Why is it bad to ask about the actual experience someone had with something that I will be hiring them for? That makes no sense to me.


I'd say that the topic of "node.js" skill covers such a wide range of skills, experience and scenarios, that you'd need to be an expert already to judge how little you know. Someone who'd applied it to a single domain successfully can reasonably feel like they've got a good handle on it.

Your question is essentially a proxy for server-side architectures and applications, not nodejs itself. It invites misrepresentation.


I'm still not grasping how the question "what have you actually built with node?" is "a proxy for server-side architectures and applications, not nodejs itself." and "invites misrepresentation."

I feel like you guys think I asked them to rate themselves 1-5 on the subject. I did not, I got their resume, where they themselves rated them on the subject. With my question I was just checking whether that self-assessment was correct. I don't see how that is a bad question... Should I just believe their resume? Should I give them some programming assignments? Should I ask them to write a complex algo on a white board? I feel like just asking is a good way, personally, but maybe I'm wrong.

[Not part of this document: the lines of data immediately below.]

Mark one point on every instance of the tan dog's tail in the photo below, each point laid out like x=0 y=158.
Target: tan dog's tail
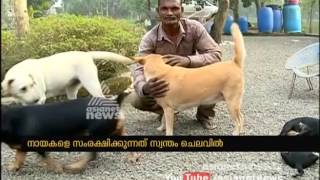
x=239 y=48
x=105 y=55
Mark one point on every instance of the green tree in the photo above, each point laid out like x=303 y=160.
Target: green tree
x=37 y=8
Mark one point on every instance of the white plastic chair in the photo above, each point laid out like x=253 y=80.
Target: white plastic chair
x=301 y=60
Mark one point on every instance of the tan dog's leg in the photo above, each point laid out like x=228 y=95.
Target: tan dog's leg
x=53 y=164
x=19 y=160
x=169 y=119
x=234 y=110
x=81 y=164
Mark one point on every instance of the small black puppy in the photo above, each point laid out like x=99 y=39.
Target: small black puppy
x=69 y=118
x=303 y=126
x=299 y=160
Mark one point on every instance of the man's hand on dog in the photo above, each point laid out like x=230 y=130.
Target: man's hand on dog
x=156 y=88
x=175 y=60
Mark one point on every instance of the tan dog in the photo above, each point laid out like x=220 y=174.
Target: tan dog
x=205 y=85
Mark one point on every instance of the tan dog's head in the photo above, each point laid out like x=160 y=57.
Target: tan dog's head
x=153 y=64
x=22 y=87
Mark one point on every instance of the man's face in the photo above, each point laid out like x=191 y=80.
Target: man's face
x=170 y=11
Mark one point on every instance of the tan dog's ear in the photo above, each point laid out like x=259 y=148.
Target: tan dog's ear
x=139 y=59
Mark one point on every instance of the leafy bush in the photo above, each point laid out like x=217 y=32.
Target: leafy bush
x=54 y=34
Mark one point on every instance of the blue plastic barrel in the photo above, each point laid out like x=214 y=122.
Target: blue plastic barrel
x=292 y=18
x=277 y=17
x=277 y=20
x=265 y=19
x=227 y=25
x=243 y=23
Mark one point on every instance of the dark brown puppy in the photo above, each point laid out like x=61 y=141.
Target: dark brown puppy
x=303 y=126
x=63 y=119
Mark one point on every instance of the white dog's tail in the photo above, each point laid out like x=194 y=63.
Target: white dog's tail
x=110 y=56
x=239 y=48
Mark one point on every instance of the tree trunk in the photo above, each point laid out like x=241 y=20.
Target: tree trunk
x=21 y=17
x=235 y=10
x=311 y=15
x=219 y=20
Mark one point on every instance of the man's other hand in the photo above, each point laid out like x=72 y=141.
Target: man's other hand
x=175 y=60
x=155 y=88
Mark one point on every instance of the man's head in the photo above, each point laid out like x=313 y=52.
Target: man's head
x=170 y=11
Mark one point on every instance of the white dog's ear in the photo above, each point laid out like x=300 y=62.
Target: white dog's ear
x=5 y=86
x=31 y=77
x=139 y=59
x=10 y=82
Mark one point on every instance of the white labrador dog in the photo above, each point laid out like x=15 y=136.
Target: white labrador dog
x=32 y=81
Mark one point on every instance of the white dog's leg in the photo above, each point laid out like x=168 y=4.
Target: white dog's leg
x=72 y=91
x=89 y=79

Maybe it’s like this: Given that I have no experience with Go, I’d still rate myself at least 3 when someone asks me how well I’d be able to work with it because the job they’re asking it for is ‘back-end development’.

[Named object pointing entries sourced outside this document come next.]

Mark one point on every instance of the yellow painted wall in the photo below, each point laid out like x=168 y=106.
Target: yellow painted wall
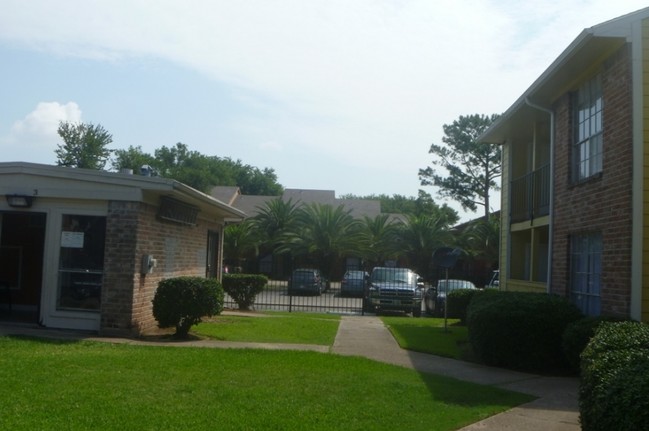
x=504 y=216
x=645 y=134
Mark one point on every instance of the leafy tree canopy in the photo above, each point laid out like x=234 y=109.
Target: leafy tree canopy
x=463 y=169
x=200 y=171
x=84 y=145
x=423 y=204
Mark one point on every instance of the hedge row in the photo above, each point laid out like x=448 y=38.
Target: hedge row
x=614 y=386
x=181 y=302
x=520 y=330
x=243 y=288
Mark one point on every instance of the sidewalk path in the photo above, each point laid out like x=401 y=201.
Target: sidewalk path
x=556 y=409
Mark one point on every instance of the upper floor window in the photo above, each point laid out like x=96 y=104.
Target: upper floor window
x=587 y=148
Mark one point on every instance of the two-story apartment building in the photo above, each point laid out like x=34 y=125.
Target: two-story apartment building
x=575 y=186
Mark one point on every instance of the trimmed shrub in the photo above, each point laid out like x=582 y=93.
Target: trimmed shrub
x=181 y=302
x=457 y=303
x=615 y=378
x=244 y=288
x=577 y=335
x=520 y=330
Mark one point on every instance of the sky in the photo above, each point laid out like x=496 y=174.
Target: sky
x=343 y=95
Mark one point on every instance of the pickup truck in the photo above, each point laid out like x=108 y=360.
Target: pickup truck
x=395 y=289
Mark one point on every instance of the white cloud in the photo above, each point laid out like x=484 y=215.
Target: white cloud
x=36 y=134
x=363 y=82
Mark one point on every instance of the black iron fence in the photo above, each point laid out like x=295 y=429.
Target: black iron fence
x=276 y=297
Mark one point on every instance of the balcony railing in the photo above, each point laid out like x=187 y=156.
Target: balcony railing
x=530 y=195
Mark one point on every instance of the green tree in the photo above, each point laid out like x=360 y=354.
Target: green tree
x=323 y=234
x=423 y=204
x=84 y=145
x=378 y=239
x=240 y=243
x=420 y=236
x=200 y=171
x=472 y=168
x=131 y=158
x=275 y=218
x=481 y=239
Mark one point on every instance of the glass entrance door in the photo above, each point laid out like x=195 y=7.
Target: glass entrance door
x=81 y=262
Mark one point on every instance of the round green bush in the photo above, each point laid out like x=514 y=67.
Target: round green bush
x=181 y=302
x=520 y=330
x=457 y=303
x=615 y=378
x=244 y=288
x=577 y=335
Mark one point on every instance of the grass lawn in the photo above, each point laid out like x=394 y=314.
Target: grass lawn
x=52 y=385
x=428 y=335
x=297 y=328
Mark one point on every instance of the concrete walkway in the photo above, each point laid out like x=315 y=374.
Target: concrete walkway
x=556 y=408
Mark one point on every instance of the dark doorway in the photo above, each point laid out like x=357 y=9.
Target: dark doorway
x=22 y=240
x=212 y=264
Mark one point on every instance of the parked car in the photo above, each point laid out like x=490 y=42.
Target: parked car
x=306 y=281
x=353 y=283
x=398 y=289
x=435 y=297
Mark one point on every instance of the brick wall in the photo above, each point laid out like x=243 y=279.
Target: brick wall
x=603 y=203
x=133 y=230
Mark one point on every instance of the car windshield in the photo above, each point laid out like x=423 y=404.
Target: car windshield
x=355 y=275
x=393 y=275
x=449 y=285
x=303 y=275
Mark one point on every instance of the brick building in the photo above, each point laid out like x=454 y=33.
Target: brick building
x=85 y=249
x=575 y=192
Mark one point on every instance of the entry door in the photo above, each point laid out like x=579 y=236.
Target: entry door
x=212 y=264
x=72 y=296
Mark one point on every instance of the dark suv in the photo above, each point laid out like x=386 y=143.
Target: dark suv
x=398 y=289
x=306 y=281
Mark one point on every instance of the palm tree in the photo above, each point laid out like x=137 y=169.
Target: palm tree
x=276 y=217
x=240 y=243
x=323 y=234
x=420 y=237
x=272 y=220
x=378 y=239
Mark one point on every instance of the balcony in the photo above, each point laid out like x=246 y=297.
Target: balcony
x=530 y=195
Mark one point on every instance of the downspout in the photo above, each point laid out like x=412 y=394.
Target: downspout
x=551 y=210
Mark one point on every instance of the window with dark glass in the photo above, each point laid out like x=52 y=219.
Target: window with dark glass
x=586 y=272
x=587 y=149
x=81 y=262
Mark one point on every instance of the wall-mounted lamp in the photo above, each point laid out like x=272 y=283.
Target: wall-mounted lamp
x=19 y=201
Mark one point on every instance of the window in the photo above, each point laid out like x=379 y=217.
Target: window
x=586 y=272
x=587 y=149
x=81 y=262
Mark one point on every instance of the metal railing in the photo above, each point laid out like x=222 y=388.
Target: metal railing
x=530 y=195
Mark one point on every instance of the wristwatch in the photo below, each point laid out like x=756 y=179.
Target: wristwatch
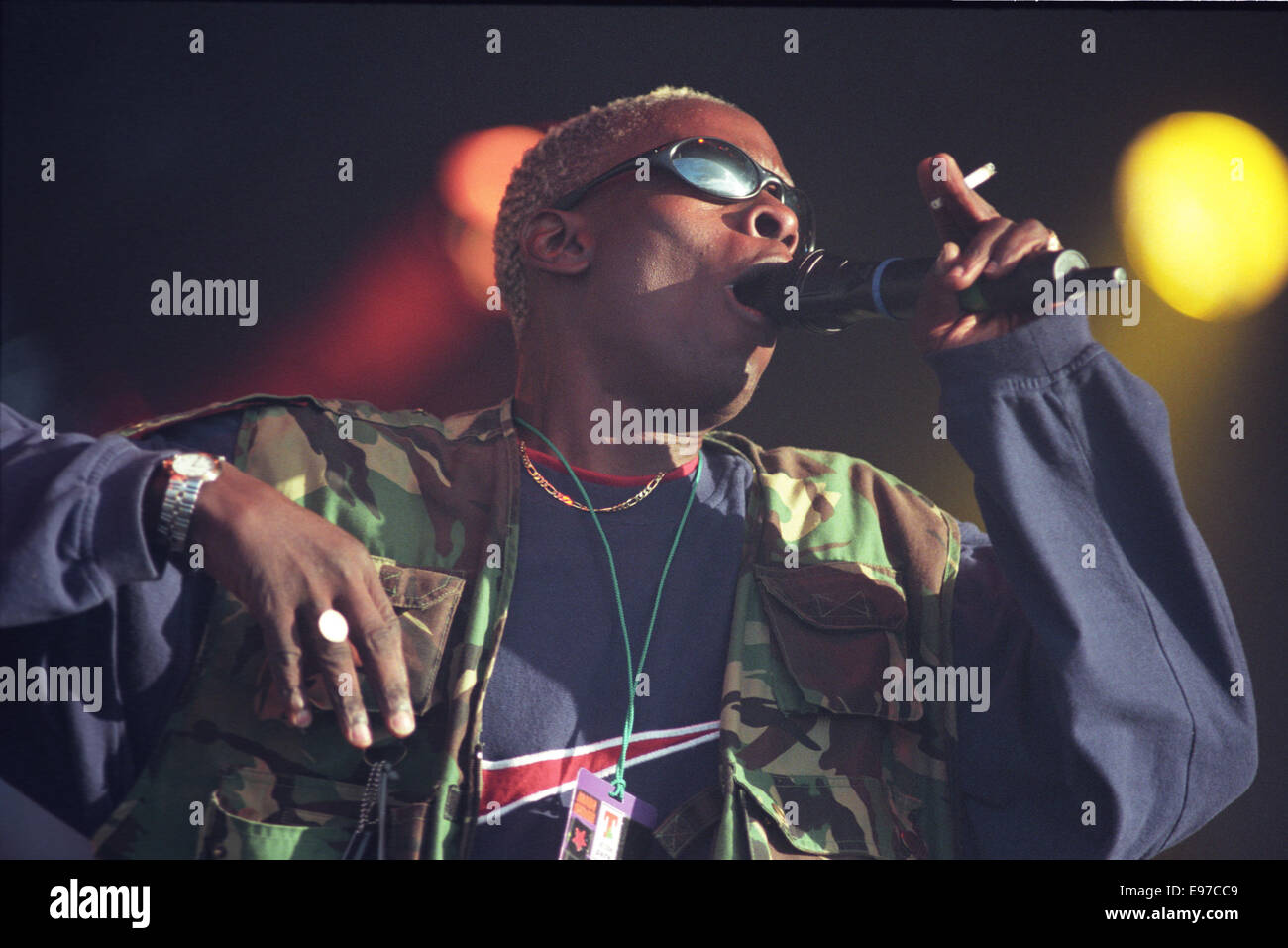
x=188 y=472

Of course this falls apart the moment they ask me any Go question during the interview, but not when I’m actually asked to build a web application in it after being hired.

(the one time this happened people thought I’d been working with the new language for years, but no, it’s just a whole lot of transferrable skills)


The self-rating is useful because it gives you a measure of their perceived proficiency in skills relative to each other. You still have to ask a question like you did, but now that you know that "3/5 stars in Node" means advanced beginner level, you have a good idea what to expect when they rate their SQL skills 5/5 or their CSS 2/5.


Sorry: I misunderstood slightly, thinking it was something you put to them. In our tech interviewing I ignore self-assessed ratings, finding them useless for the reason you do, but I don't hold it against them if they're inaccurate just for the reasons I outlined.


Asking them about their actual experience is a fantastic question. Sounds like you got a good picture of their prior experience doing so.

Asking them to self rate themselves is useless however, as their answer showed.


They said the applicant had rated themselves on the resume. They weren't asked to rate themselves in the interview.

That's how I interpreted the comment and I'm pretty confident that's correct.


I ask candidates to rate themselves so I know where to go with the first few questions.

I ask for a 0 (never heard of it) to 10 (you made the thing or wrote a book on it) ranking and most people that have worked a couple years answer no higher than 5 or 6 but recent grads will say 8-9.

Pure anecdata but supports other comments about not knowing what you don’t know until you’ve been around different subjects for a bit.

Example: frontend design is self rated to a 6 but the person can not articulate the difference between raster and vector graphics (or doesn’t know what an SVG is or when to use one or not use one and vice versa).